As healthcare moves to value-based arrangements and delivery models like accountable care organizations (ACOs), the benefit of incorporating a pharmacist can be overlooked. Tina Joseph, PharmD, BCACP, and Reena Jones, PharmD, CPh, both from Nova Southeastern University, outlined how pharmacists can be integrated into ACOs in order to improve care and patient satisfaction, while reducing cost.
As healthcare moves to value-based arrangements and delivery models like accountable care organizations (ACOs), the benefit of incorporating a pharmacist can be overlooked. Tina Joseph, PharmD, BCACP, and Reena Jones PharmD, CPh, both from Nova Southeastern University, outlined how pharmacists can be integrated into ACOs in order to improve care and patient satisfaction, while reducing cost.
During their session at the AMCP Managed Care & Specialty Pharmacy Annual Meeting 2016, Dr Joseph set the stage by highlighting the need for new delivery models like ACOs.
There was a perfect storm that led to the push for value-based care. From 1999-2000 to 2009-2010, the percentage of adults between the ages of 45 and 64 who had 2 or more chronic conditions rose from 16.1% to 21%, while the percentage for those aged 65 and older rose from 37.2% to 45.3%.
At the same time, national health expenditures per capita doubled from 2000 to 2009. Clearly the money being spent wasn’t creating better results. Enter: the Affordable Care Act, ACOs, and the triple aim.
So where does pharmacy fit in for an ACO?
“Typically the conversations that occur with the accountable care organizations have to do with physicians and the hospitals, however, medication management is one of the untapped aspects of this entire process that has not been acknowledged” Dr Joseph said.
Pharmacists can play a key role as drug experts who can counsel patients and advise physicians on the best medication to prescribe.
As such an untapped area, there hasn’t been much research on pharmacists in ACOs, but Dr Joseph went through the results from 2 major studies.
The first study was a retrospective chart review of 23 pharmacists working in 30 locations and found 2780 medication-related problems and that patients with diabetes cared for by the pharmacists had a high higher rate of being optimally managed. In addition, total health cost per person was lower by more than $1500.
The second study reviewed 300 patient records and found pharmacists recommendations during the annual wellness visit for an ACO had a high acceptance rate and generated additional revenue for the ACO. During the time period being reviewed, 49% of vaccinations offered were administered, there were 1608 interventions (about 5.4 per patient), and 24 dosage changes.
Dr Jones then ran through a number of scenarios and disease states where pharmacists can be beneficial to an ACO, and pointed out that not all services pharmacists can offer are medication related.
She started by discussing transitions of care with a case study of a 63-year-old man who for the last 3 days has had a productive cough with yellow/green phlegm, temperature of 102.3 degrees Fahrenheit, lethargy, and a respiration rate of 11 breaths per minute. In addition, he has a history of type 2 diabetes, hypertension, and hyperlipidemia. After being treated in the hospital, he is sent home with a set of instructions, such as providing his physician with his lab report, getting new prescriptions filled, and new dietary restrictions. Unfortunately, the patient is unlikely to remember all of the new instructions.
“They can’t recall all this,” Dr Jones said. “All the patient wants to do right now … is go home. However, is this information pertinent to the care of this patient? It is. So now this is how the pharmacists begin to introduce themselves into transitions of care with the accountable care organization.”
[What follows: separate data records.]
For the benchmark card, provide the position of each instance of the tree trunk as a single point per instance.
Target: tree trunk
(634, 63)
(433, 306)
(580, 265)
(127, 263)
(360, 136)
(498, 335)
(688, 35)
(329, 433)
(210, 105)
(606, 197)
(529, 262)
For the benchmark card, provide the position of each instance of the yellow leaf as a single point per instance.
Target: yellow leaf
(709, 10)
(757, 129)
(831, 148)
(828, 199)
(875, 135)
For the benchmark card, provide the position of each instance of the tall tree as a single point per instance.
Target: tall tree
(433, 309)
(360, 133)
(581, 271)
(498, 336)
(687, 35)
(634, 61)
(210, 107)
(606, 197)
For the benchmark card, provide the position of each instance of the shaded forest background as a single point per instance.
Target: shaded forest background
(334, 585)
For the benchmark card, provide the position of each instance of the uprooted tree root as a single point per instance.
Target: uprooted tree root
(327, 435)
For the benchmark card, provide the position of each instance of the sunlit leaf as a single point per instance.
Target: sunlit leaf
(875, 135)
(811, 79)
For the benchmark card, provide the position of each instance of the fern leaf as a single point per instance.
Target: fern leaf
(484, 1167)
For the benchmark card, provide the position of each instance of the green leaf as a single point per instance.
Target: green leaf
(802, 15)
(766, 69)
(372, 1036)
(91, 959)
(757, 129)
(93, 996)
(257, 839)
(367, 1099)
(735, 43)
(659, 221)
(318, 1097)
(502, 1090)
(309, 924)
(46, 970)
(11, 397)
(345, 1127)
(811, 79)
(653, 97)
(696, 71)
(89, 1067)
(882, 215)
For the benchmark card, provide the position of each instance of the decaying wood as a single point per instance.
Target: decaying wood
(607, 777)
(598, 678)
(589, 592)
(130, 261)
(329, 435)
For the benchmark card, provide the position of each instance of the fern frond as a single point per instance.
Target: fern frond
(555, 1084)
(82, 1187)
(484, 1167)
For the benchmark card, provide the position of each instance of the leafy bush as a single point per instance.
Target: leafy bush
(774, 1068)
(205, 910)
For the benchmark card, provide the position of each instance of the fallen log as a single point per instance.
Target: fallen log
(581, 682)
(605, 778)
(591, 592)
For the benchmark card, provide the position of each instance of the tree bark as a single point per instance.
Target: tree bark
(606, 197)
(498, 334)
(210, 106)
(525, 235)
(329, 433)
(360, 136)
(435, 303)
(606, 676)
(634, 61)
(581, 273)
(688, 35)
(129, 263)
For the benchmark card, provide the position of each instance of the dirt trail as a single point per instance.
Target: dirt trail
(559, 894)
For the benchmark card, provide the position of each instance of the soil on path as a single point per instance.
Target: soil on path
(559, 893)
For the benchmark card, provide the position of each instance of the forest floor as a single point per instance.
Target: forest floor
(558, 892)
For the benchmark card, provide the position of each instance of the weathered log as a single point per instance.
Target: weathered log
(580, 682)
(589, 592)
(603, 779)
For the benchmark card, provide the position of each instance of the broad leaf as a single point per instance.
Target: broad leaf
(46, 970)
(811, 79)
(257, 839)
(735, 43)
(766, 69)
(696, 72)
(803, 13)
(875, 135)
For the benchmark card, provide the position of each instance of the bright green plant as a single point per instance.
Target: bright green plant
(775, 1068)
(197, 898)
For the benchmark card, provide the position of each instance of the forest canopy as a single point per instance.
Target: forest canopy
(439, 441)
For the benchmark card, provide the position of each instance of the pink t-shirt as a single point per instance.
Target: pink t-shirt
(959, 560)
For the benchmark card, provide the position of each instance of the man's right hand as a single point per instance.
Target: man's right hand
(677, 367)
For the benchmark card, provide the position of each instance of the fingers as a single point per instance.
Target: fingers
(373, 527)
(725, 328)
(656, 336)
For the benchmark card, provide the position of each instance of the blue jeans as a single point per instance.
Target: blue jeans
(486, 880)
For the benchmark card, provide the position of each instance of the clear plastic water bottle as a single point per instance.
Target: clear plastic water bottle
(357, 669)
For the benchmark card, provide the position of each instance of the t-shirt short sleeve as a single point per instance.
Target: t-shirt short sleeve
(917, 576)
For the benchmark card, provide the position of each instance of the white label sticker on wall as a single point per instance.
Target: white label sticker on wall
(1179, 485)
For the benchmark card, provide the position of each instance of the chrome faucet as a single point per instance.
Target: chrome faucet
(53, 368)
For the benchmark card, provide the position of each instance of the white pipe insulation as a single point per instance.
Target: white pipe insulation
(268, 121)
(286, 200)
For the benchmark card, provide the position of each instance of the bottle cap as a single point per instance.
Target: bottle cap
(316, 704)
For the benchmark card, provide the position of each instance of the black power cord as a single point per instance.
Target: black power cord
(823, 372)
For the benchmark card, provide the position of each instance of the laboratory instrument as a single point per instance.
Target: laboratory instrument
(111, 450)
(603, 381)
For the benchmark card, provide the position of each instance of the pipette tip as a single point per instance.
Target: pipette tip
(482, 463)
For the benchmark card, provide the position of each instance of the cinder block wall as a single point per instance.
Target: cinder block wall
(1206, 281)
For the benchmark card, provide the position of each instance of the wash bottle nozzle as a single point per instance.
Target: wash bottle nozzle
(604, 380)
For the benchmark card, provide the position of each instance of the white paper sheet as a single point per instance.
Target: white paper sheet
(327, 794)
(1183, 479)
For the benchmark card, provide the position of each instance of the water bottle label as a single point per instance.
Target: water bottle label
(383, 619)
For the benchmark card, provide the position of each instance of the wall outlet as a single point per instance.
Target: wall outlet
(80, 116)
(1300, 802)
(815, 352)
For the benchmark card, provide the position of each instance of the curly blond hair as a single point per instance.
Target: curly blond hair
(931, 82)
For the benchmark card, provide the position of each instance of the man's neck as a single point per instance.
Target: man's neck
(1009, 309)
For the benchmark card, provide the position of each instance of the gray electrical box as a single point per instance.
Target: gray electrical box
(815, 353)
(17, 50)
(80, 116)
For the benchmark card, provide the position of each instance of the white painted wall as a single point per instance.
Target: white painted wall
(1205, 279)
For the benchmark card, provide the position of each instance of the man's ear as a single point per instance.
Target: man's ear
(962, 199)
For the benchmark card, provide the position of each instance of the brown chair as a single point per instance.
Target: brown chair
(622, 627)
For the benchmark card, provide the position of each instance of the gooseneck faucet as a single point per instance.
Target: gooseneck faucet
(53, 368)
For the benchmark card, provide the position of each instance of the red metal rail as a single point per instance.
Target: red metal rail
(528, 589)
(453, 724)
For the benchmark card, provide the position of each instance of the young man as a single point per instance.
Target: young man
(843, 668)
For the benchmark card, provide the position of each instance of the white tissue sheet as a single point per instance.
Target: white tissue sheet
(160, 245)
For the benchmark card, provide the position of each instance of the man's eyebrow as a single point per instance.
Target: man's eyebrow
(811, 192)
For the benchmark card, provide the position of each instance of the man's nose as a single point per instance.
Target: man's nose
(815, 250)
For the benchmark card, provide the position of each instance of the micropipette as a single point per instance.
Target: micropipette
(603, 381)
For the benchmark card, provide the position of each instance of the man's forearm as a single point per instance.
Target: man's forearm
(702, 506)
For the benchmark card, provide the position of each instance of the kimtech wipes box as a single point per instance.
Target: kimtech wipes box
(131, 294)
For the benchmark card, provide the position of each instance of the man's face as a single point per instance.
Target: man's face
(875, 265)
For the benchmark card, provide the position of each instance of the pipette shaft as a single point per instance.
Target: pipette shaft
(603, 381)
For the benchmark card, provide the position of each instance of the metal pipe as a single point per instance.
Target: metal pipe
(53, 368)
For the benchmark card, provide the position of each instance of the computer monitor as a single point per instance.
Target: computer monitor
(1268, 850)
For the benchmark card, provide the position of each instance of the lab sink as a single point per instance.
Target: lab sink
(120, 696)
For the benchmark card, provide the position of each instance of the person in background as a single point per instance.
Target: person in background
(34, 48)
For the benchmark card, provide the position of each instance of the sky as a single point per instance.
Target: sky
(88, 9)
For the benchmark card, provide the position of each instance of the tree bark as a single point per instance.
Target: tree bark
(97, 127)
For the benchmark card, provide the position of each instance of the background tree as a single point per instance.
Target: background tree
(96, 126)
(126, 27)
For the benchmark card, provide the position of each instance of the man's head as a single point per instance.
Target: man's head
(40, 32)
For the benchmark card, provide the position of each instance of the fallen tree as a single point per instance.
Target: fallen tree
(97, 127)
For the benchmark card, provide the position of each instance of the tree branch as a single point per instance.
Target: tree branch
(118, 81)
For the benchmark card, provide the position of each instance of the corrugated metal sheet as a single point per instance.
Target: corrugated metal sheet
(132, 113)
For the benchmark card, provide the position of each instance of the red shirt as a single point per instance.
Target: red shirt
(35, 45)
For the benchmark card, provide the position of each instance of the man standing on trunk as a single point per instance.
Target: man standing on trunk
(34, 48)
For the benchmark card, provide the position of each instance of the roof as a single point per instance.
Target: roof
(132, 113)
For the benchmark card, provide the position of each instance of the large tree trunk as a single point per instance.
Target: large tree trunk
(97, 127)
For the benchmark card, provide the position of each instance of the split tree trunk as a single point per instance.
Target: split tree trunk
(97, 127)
Pharmacists can most obviously help ACOs by getting vaccination rates up and improving adherence to medication through education efforts. But in addition to helping with medication, pharmacists can also improve the rate of patients who have filled out a depression questionnaire and even help with performing eye exams for patients with diabetes. Patients with diabetes need to have an eye exam every year, and the pharmacist can now perform this exam with the use of a new device.
“This is how you integrate into an ACO,” she said. “You think about you as a pharmacist practicing at the top of your license, how can it can benefit that provider.”